The next morning, as Jay and Rebecca scrub Sam's blood off her car, Britney suddenly appears, alive and well, asking to speak to Kayla. Britney admits her disappearance was no more than an elaborate ruse between her and Kayla to allow for Britney to visit her boyfriend. Britney becomes uncomfortable and leaves after noticing a bloodied rag, and their suspicious reactions. Jay and Rebecca confront Kayla, who tearfully admits that she went along with Britney's plan, and escalated the lie by pretending to "push" Britney off the bridge, hoping that the pseudo-tragedy would bring her divorced parents back together. As the family embrace and Kayla begs her parents not to leave her, the doorbell rings and incoming police sirens are heard.

== Production ==
Principal photography on the film began in January 2018. Its working title was Between the Earth and the Sky. The film is set in New York and filmed in the Toronto area.

== Release ==
The film premiered at the Toronto International Film Festival on September 13, 2018. In August 2020, Amazon Studios acquired distribution rights to the film, and premiered it on October 6, 2020. Along with Black Box, it's one of the first two movies released from Blumhouse Productions's 8-film anthology Welcome to the Blumhouse.

== Reception ==
On review aggregator Rotten Tomatoes, the film holds an approval rating of based on reviews, with an average rating of . The website's critics consensus reads, "Queasily compelling without ever truly coming together, The Lie won't fool many viewers seeking worthwhile horror fare." On Metacritic, the film has a weighted average score of 45 out of 100, based on 13 critics, indicating "mixed or average reviews".

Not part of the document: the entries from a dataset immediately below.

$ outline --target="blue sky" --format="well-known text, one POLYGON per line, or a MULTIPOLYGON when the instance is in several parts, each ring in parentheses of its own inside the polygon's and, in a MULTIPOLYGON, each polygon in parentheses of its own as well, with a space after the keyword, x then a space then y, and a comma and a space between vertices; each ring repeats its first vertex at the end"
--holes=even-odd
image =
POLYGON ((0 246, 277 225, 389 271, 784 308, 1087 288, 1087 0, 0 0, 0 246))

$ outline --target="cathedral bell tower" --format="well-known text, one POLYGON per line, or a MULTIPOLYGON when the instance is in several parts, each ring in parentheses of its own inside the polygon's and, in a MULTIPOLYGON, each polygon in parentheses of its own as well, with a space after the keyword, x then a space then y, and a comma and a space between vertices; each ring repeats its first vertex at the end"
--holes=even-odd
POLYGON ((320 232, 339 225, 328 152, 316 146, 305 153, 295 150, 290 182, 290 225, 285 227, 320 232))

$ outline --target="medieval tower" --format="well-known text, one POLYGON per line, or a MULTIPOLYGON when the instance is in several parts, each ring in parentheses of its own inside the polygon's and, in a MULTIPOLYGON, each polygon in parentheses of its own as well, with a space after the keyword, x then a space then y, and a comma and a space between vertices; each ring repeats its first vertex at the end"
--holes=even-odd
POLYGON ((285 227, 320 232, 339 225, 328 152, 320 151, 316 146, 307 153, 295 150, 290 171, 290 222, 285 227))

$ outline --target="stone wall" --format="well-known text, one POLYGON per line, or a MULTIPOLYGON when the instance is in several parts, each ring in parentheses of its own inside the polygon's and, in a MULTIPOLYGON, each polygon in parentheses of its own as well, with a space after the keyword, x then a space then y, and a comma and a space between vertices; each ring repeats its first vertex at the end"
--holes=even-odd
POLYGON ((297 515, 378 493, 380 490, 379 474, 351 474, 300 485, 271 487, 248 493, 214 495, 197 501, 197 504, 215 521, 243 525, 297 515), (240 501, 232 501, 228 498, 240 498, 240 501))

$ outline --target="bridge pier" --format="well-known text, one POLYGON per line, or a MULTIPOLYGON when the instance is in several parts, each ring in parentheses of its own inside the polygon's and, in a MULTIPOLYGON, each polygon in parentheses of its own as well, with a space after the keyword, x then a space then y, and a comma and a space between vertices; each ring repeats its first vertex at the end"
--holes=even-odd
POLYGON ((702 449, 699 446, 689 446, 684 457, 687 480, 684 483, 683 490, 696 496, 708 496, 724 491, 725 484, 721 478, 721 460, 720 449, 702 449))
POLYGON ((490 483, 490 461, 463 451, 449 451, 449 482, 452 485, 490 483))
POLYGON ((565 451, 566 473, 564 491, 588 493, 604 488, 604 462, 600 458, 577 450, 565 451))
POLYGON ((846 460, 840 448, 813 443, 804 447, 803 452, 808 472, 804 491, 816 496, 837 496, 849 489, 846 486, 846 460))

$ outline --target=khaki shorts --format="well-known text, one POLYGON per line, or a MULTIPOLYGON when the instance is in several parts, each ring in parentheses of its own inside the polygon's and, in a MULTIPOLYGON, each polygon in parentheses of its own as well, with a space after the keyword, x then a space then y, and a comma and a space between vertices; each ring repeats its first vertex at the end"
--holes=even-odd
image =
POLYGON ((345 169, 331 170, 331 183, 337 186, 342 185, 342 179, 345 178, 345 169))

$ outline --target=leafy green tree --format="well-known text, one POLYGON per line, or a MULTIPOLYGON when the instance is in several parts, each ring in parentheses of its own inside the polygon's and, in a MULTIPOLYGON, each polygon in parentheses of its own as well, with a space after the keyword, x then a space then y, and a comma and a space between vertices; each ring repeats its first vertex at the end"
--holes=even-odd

Kate Erbland of IndieWire wrote, "Too stupid to be the hard-hitting drama it was first sold as and too self-important to be the black comedy it really should be, Sud's film is a master class in bad decision-making, improbable choices, and overwrought acting." A.A. Dowd of The A.V. Club gave it a C− grade, calling the film "laughably ludicrous" and saying that it "seems to fancy itself a meditation on the extremes parents will go to on their children's behalf, but it's curiously disinterested in what should be its driving dramatic force: how Kayla's crime—and how little it seems to weigh on her conscience—might challenge their unconditional love for her." RogerEbert.com's Nick Allen gave it 1.5/4 stars, writing, "Very little about this movie works, in spite of a certain ambition in telling a story based solely on unfathomable decisions."

The Guardians Phil Hoad gave it 4/5 stars, writing, "the couple are so blinkered in protecting their offspring that it prevents The Lie from entering more psychologically torn territory that might have made it profound. Instead it's merely car-crash compelling." Al Horner of Empire gave it 3/5 stars, calling it "A watchable tale of parental dread, propelled by a strong conceit and sustained tension - but let down by its outlandish twist."